I wonder, as we fight for our truth in our interactions with others, whether we might be also fighting for control?
Circles of Control, Influence and Concern
Throughout our lives, we will encounter things that we can control, things that we can influence and things that may concern us but over which we have no control. A very simple example of this might be:
That which I can control – What I wear today
That which I can influence – What my husband wears today
That which I cannot control – The weather
We can apply this approach more broadly in our everyday interactions with life.
As an example of this, a few years back, I was working in a role that I loved, with an amazing manager. He left the organisation and a new manager came on board. My new manager and I did not hit it off. I wasn’t sure why, but every interaction with him felt like a challenge. Even the most innocent of actions on my part seemed to generate reactions in him that I didn’t expect. I couldn’t understand what was happening.
Applying the circles, they looked something like this:
That which I can control – How I am being, how I respond to situations, the work that I am doing, my mindset with regard to work, how I use my mindset at work.
That which I can influence – My relationship with my manager, my relationship with my staff, my relationship with my customer
That which I cannot control – The behaviours of my manager, the way in which my manager interprets situations
In this particular situation, I remember feeling quite frustrated. I was trying to do my job in a way that had worked fabulously with my previous manager. However, my new manager seemed to have assumed the worst of me. What I can see now is that much of my suffering in my interactions with this manager came from me unwittingly assuming that I could control aspects of the situation that were out of my control. I had, without realising, felt that I could control how he interacted with me, what would come of those interactions and so forth.
What I thought I could control or, what I wanted to control, was very different to what I genuinely could control.
What is it that leads us to feel as though we can control that which we can’t control? What would it be useful to shift so that how we are seeing the circles aligns with life?
The actions that we take in the world – including what we see as inside and outside of our control – are influenced by our way of being. What is that? I hear you ask.
Our way of being is the combination of what we are saying to ourselves (and others), what emotions we are operating from, and how we are holding these in our body. From our way of being, some actions are possible and some are not. We observe the world from our way of being, which means that we will interpret the world differently from different ways of being. When we see something as inside or outside our control, we are doing so from our way of being.
In the case of my situation with my manager, my way of being was centred in a strongly-held view that my manager was wrong and I was the victim. I held my manager being wrong as a truth. Because my way of being was cemented in a perception of “wrongness”, I thought that I could control this outcome – “right” would prevail. It took me a while to realise that there was no right and wrong in this situation. When I was able to do that, I was able to shift who I was being in the world – I was no longer the guardian for “right”.
What was interesting was that once I shifted how I was viewing the world and, in particular, how I was viewing my manager, I was able to see what was within my circles of control, influence and concern. And, once I could see what was in each of these circles, I could look at what way of being would enable me to accept those circles (at that point in time).

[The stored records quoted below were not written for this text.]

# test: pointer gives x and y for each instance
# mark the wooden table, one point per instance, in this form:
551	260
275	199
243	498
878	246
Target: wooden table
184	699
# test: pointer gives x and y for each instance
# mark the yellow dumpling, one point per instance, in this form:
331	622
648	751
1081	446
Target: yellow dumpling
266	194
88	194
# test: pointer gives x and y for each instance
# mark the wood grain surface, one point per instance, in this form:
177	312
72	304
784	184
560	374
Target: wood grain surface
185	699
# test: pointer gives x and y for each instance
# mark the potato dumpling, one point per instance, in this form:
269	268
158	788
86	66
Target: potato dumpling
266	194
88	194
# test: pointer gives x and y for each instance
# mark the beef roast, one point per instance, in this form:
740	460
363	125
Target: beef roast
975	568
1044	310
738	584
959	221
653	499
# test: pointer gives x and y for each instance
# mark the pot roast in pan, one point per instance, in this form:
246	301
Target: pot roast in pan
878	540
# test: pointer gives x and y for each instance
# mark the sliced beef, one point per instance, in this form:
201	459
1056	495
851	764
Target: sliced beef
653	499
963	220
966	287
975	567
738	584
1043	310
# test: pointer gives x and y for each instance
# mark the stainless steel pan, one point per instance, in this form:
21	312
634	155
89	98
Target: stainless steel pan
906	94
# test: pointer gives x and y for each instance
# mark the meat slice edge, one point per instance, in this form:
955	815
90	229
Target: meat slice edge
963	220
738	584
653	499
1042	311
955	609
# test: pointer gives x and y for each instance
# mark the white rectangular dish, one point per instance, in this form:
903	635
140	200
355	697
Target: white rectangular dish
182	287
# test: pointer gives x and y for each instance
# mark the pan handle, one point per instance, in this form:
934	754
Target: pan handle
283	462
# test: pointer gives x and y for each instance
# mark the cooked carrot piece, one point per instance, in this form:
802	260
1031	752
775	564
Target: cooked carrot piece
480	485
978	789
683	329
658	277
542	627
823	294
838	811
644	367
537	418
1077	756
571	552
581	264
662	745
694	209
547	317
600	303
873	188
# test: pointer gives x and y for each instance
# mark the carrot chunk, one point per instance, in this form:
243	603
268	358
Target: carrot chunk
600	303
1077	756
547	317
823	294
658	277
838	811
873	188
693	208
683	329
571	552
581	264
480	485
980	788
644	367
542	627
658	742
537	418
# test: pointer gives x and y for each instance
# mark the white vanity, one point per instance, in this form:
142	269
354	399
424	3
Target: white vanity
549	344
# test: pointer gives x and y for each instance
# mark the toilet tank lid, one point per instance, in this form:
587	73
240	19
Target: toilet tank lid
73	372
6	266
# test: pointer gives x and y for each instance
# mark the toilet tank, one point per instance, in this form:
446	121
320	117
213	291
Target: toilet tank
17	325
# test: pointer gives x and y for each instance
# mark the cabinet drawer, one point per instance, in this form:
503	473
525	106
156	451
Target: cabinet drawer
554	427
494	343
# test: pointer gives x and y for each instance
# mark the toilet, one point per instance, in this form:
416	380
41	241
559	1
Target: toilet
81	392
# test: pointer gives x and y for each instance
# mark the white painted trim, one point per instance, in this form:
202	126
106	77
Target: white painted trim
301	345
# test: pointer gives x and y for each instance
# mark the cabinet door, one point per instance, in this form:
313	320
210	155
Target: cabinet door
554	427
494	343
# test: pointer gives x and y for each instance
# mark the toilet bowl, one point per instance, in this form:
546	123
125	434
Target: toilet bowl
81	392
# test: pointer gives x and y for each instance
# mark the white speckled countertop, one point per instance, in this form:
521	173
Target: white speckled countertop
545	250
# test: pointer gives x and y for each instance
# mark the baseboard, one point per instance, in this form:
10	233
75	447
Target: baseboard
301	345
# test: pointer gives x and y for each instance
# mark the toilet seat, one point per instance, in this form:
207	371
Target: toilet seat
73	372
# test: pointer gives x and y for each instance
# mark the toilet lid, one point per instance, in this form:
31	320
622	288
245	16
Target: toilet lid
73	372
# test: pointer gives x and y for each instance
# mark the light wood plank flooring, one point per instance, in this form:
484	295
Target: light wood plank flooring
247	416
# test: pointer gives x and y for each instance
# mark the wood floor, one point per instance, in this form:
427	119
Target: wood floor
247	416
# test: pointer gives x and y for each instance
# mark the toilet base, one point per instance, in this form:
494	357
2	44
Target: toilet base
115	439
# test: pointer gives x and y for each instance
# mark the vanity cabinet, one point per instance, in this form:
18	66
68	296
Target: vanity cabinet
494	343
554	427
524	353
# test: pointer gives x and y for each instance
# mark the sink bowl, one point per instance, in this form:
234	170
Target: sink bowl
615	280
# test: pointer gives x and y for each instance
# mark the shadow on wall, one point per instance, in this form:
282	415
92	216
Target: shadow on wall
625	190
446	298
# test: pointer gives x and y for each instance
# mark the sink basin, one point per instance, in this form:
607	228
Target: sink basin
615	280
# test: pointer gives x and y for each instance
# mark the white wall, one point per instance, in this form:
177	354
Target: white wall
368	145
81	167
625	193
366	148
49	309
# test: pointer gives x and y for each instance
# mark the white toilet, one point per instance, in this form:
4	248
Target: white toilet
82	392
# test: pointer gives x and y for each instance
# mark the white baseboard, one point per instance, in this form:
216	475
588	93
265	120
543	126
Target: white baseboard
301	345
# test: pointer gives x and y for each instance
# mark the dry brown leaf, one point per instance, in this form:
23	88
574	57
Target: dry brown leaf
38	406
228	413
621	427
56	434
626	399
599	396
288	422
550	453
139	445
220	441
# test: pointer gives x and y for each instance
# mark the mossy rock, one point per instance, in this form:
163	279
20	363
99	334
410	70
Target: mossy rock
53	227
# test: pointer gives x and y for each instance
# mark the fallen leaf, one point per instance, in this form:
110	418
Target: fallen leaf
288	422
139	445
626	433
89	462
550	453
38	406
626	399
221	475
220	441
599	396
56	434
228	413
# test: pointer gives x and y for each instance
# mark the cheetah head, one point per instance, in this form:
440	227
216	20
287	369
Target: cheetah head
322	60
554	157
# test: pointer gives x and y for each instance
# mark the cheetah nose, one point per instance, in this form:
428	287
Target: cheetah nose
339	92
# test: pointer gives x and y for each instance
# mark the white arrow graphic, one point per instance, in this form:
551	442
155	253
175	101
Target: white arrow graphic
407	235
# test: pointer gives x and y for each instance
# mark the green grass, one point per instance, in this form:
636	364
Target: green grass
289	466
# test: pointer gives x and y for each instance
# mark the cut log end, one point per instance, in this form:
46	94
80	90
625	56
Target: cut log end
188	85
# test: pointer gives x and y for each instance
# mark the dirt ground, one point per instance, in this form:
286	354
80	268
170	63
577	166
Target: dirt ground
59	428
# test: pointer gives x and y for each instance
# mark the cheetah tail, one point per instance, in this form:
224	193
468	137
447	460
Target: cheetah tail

When we understand what appears able to be controlled, able to be influenced and of concern to us, we can start to look at how we grow our circle of influence so that we can increase our proactiveness in the world.
Bringing it All Together
Different ways of being make different actions and behaviours available to us, meaning that we observe the world differently from different ways of being. If we can understand the way of being from which we are operating, we can understand how we are seeing ourselves with regard to our circles of control, influence, and concern. And, if we can understand how we are seeing the circles, we can understand how we can accept those boundaries and, eventually grow or shrink them as appropriate.